Walt Nelson, senior manager of corporate systems at Seattle-based Inc., said he likes Veritas’ move into the Linux space because his company replaced “several hundred” Unix servers last year and is seeking more cost-effective and efficient management tools.

Nelson said a large part of the US$17 million in year-over-year savings saw in hardware and software costs between 2000 and 2001 were directly related to the Linux migration.

“I’m most interested in the NAS and the SAN storage management aspect,” Nelson said. “That’s definitely an area that, in the Linux space, is a challenge today. While Linux is great in the application and Web serving environment, the ability to have centralized storage that’s reliable, available and has high performance is difficult in the Linux space right now.”

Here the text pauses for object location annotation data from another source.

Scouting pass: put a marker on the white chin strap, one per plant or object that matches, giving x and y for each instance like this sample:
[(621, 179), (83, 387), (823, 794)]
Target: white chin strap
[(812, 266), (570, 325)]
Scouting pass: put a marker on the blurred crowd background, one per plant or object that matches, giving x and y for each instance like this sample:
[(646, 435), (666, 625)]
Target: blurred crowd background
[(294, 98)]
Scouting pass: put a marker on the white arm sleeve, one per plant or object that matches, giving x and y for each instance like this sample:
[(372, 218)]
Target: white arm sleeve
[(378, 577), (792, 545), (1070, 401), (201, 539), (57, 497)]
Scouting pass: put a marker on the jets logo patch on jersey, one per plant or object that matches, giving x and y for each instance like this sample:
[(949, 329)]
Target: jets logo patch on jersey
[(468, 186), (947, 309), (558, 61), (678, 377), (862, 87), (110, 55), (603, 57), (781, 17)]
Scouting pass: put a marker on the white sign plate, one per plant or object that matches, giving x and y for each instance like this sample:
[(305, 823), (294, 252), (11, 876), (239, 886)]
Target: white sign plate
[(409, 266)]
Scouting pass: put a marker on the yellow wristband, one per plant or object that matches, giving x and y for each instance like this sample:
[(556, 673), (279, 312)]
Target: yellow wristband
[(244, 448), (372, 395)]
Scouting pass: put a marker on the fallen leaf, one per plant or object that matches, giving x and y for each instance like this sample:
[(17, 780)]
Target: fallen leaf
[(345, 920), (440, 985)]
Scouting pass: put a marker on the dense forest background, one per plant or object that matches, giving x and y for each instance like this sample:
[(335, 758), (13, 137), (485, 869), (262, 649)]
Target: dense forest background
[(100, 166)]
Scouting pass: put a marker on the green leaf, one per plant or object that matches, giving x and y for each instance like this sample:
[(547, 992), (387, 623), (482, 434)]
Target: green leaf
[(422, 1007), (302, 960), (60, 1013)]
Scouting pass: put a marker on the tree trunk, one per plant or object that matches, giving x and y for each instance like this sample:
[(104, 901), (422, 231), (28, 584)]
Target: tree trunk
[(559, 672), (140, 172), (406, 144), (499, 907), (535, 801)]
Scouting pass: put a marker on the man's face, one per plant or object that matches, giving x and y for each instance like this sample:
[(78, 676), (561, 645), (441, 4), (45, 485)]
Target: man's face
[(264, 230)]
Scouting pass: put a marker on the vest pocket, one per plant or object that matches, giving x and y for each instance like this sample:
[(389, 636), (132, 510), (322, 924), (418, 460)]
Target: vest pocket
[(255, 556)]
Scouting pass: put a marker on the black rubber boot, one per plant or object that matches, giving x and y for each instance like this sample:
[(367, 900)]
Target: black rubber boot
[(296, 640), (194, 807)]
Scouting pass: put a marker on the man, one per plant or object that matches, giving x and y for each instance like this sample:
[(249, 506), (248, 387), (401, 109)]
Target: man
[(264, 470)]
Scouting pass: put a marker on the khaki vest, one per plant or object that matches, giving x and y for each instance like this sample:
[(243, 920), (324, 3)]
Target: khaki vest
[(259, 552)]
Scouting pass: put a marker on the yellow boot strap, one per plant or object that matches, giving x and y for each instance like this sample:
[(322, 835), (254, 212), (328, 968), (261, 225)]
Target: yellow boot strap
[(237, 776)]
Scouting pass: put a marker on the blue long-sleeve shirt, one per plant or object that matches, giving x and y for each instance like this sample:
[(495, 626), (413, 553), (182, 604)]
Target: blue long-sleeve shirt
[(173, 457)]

Veritas first entered the Linux space two years ago with the introduction of its NetBackup software for backing up Web and e-mail servers to tape devices. Most recently, the company added Linux support to its Foundation Suite storage resource management software, allowing Linux application servers to be backed up.

But Veritas said its large Wall Street customers have steadily been deploying Linux in data centers, calling for ever more sophisticated database platforms.

Rich Michos, vice president of IBM’s xSeries server group, said 11 per cent of revenue last year came from mainframe installations running Linux.

And, according to Giga Information Group Inc. in Cambridge, Mass., the Linux server market is expected to grow from $2.5 billion today to $15 billion in 2007.

Stephen Elliot, an analyst at Hurwitz Group Inc. in Framingham, Mass., said Veritas’ inclusion of Linux will boost customer adoption of the open platform among enterprises, but it isn’t likely to generate any revenue for Veritas in the near term.

“It’s going to take time for that space to build,” he said.